À chaque instant, elle croyait sentir sur son épaule la main du jeune Blanc la repoussant et l’envoyant rouler sur la berge de la rivière, comme le matin où Roger l’avait surprise en train de lui dérober son canot. Et ce seul souvenir lui faisait éprouver une sensation de plaisir ineffable.

Ou bien, elle voyait l’objet de son rêve, disons-le, de son amour, assis à l’avant du canot, droit et d’apparence hardie, maniant l’aviron avec une force et une adresse qui faisaient que, à chaque fois qu’il plongeait cet outil dans l’eau, on sentait le canot bondir comme un coursier que l’on éperonne. Ou bien encore, elle le revoyait nageant dans la rivière et fendant l’onde comme s’il eut été dans son élément.

Mais là où le cœur de l’Indienne se sentait submergé dans un flot d’amour et de désir de revoir le jeune Canadien, c’était quand ses rêves le lui montraient immobile au milieu des arbres, la tête inclinée sur sa poitrine, ou assis au bord de la rivière, songeant et semblant regretter son départ.

À la fin, quand, reposée de ses fatigues et réconfortée par la nourriture que les autres femmes du village lui apportaient tous les jours, avec une discrétion que l’on trouverait difficilement dans une société soi-disant civilisée, son corps eut repris sa vigueur juvénile, ses songes se changèrent en froides réflexions. Alors elle vit clair en elle-même : elle comprit qu’elle ne pourrait vivre séparée de celui que, elle en avait l’intime conviction maintenant, elle ne pourrait jamais oublier.

Si son père eût vécu, Ohquouéouée fut probablement restée près de lui ; car son esprit, occupé de ses devoirs filiaux, eut été moins pris par le souvenir du jeune Canadien. Mais son père était mort et elle était seule au monde !… Quant à remplacer le vieux chef à la tête de la tribu et commander aux guerriers les plus braves de toute la nation iroquoise, elle n’y songea pas un seul instant ; y eut-elle songé qu’elle eût préféré cent fois devenir l’esclave du jeune guerrier blanc. Et puis, qui sait ?… Roger avait abandonné les siens et avait déjà passé tout un hiver chez les Algonquins !… Il consentirait peut-être à venir habiter avec elle chez les Iroquois ?… L’Indienne sentait que si cela arrivait, elle serait au comble du bonheur ; et elle était bien certaine que sa tribu ne pourrait jamais se trouver un chef comparable à celui que, dans ce cas, elle lui aurait choisi.

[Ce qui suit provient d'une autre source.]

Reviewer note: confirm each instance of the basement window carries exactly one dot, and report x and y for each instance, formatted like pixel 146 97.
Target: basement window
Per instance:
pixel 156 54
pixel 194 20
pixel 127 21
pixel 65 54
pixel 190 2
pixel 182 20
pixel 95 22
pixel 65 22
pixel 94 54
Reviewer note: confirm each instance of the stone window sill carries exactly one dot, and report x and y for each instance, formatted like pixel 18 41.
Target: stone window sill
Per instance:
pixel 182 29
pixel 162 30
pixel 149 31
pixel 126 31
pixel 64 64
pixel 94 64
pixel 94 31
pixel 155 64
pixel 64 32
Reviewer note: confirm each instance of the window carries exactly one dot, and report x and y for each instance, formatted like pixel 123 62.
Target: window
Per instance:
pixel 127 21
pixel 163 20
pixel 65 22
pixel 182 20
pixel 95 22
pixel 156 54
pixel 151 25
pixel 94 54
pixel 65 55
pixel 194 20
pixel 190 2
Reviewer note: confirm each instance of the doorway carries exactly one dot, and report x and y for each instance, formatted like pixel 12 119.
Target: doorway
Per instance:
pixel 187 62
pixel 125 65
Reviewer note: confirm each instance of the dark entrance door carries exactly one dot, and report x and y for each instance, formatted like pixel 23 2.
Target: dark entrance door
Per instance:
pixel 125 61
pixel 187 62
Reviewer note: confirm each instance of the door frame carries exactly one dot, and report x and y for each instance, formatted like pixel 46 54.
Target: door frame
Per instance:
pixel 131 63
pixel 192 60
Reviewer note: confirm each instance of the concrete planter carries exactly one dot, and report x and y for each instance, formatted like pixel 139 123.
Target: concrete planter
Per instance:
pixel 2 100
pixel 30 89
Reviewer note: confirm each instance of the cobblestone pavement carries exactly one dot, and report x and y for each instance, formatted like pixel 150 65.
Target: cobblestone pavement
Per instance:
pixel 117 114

« Mais advienne que pourra !… Elle ne pouvait continuer à vivre séparée du jeune guerrier blanc !… Elle sentait son cœur se remplir d’un impérieux désir de le voir, de jouir de sa présence !… Il fallait absolument qu’elle le cherche, qu’elle le trouve !… »

Ohquouéouée réfléchit encore le reste de cette journée et, le soir venu, sa résolution fut prise. Elle attendit que tout le monde fut endormi dans le village, puis, sortant sans bruit de sa cabane, elle s’enfonça dans la forêt.

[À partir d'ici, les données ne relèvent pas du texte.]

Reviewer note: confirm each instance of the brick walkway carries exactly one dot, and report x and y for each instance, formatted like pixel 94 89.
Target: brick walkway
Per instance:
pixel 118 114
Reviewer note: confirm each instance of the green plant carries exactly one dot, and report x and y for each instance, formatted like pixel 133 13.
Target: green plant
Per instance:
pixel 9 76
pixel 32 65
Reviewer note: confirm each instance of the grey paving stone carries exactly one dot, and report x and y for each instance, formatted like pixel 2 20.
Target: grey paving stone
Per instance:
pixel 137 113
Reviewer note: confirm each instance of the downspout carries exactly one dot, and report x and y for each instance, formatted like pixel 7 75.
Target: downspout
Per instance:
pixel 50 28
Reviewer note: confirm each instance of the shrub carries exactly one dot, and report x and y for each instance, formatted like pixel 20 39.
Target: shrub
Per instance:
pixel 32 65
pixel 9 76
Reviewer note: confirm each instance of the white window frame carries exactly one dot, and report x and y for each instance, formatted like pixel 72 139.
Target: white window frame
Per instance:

Elle marcha toute la nuit, puis tout le jour suivant et, la nuit venue, elle dormit sur le bord de l’Hudson.

Quand elle avait fait à Roger le récit de sa captivité chez les Algonquins, il y avait une chose qu’Ohquouéouée ne lui avait pas dite : un missionnaire avait passé l’hiver dans la bourgade où elle était retenue, et il lui avait enseigné un peu de français ; assez pour qu’elle ait compris presque tout ce que Le Suisse et Roger s’étaient dit en sa présence. Elle savait où ils étaient allés et quelle direction il lui fallait prendre pour les retrouver.

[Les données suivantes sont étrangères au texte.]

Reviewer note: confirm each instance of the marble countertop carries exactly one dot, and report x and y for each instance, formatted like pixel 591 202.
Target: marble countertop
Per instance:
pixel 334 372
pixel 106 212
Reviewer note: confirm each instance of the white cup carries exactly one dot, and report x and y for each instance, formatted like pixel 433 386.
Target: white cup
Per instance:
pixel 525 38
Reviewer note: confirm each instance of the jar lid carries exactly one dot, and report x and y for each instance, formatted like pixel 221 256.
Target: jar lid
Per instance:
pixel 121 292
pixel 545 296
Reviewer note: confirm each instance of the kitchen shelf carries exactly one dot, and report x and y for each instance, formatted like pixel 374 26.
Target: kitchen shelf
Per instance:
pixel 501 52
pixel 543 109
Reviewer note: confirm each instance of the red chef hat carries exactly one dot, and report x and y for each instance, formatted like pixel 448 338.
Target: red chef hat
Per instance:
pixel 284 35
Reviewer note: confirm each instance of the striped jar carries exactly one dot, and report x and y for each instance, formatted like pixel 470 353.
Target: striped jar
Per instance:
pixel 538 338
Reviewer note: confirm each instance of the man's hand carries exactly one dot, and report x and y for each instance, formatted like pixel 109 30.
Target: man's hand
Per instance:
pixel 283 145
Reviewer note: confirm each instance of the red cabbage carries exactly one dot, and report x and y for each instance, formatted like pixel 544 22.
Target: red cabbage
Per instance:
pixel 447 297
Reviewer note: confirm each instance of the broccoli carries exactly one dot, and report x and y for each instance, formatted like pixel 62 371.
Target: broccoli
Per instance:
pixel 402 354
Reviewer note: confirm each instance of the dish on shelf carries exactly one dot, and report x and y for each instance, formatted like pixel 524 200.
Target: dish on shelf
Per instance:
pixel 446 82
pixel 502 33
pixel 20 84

Elle décida donc, au lieu de suivre la rive occidentale du lac Champlain comme elle l’avait fait en venant, de suivre, en retournant, la rive opposée.

Après avoir traversé la rivière Hudson, elle s’engagea dans la forêt de chênes qui couvrait le pied des montagnes dont ce pays est parsemé et, contournant les marais qui s’étendaient alors au pied de ces montagnes, elle arriva, quelques jours plus tard, en vue du lac Champlain qu’elle longea jusqu’à ce qu’elle se crut arrivée à son extrémité septentrionale.

Son plan était des plus simples : elle ne doutait pas qu’en laissant cette extrémité du lac sur sa gauche et en se dirigeant constamment vers le soleil levant, jusqu’à ce qu’elle rencontrât une rivière coulant soit vers le nord, soit vers l’est ou entre les deux, elle n’aurait qu’à descendre le cours de cette rivière pour arriver à celle que Le Suisse et Roger s’apprêtaient à remonter quand elle les avait quittés.

Elle savait que les deux Français étaient le long d’une des petites rivières qui se jettent dans le Saint-François quelque part près de sa source. Elle n’avait pas l’intention de les chercher, ni même de chercher la rivière le long de laquelle ils étaient, mais elle se proposait de les attendre le long du Saint-François, et de les prendre au passage quand ils redescendraient, la saison finie ; elle savait aussi qu’ils reviendraient avant les glaces.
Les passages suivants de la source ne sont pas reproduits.